I close the door behind them, then return to my chair. I don’t pick up my tablet yet.
“We have fifty minutes together,” I say. “I’ll let you know when we’re approaching the end of our time. Today is about getting acquainted—understanding how you work together, what your goals are for these sessions. There’s no pressure to dive deep into anything that feels too personal right away.”
I pause, letting that settle.
“Any questions before we start?”
Neither speaks, so I continue.
“All right then.”
I wait.
Vicente is the first to shift.
“So,” he says, flashing just enough of a smile to soften the tension he knows is there. “How does this work? We lie down, tell you our dreams, and you tell us we’re both repressing our feelings about our mothers?”
I let the corner of my mouth lift, barely. “Only if you want to talk about your mothers.”
“I don’t,” Arturo says, his voice low and final.
Vicente tilts his head, studying me. Testing.
“I assume we’re being recorded,” he says.
“Yes,” I answer. “As outlined in the consent form.”
The form says our sessions may be recorded and may be reviewed for operational continuity. Passive phrasing. Intentional. It doesn’t mention that the feed goes straight to Langley. It doesn’t say I memorized the CIA’s list of suggested prompts and shredded the hard copy.
It also doesn’t say I won’t use them. Just that I’ll wait until they give me something real.
“No mirrors,” he notes, glancing around. “No two-way glass.”
“No need.”
Arturo exhales through his nose.
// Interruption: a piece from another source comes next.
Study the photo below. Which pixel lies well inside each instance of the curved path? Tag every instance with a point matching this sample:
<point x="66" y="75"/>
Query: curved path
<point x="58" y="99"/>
Not quite a laugh.
“I’m not here to trap either of you,” I say. “You’ve both agreed to these sessions. I’m not law enforcement. I’m not the CIA. I’m not your enemy.”
“Who are you then?” Vicente asks. Less playful now. Still polite.
“I’m someone who listens,” I say. “And someone who understands what power does to a relationship.”
Both men look at me now, more attentive than skeptical.
Good. We can work with attention.
“I’m not going to ask you to define your relationship,” I say. “Not yet.”
Vicente leans back just slightly, his expression unreadable. Arturo doesn’t move at all.
“What I would like is to talk about the shape of your days,” I continue. “What structure looks like now. Who wakes up first. Who chooses dinner. Who gets quiet when they’re angry.”
“Your file said therapist, not profiler,” Vicente says.
“My license says both.”
That earns me a flicker of a smile. I don’t return it.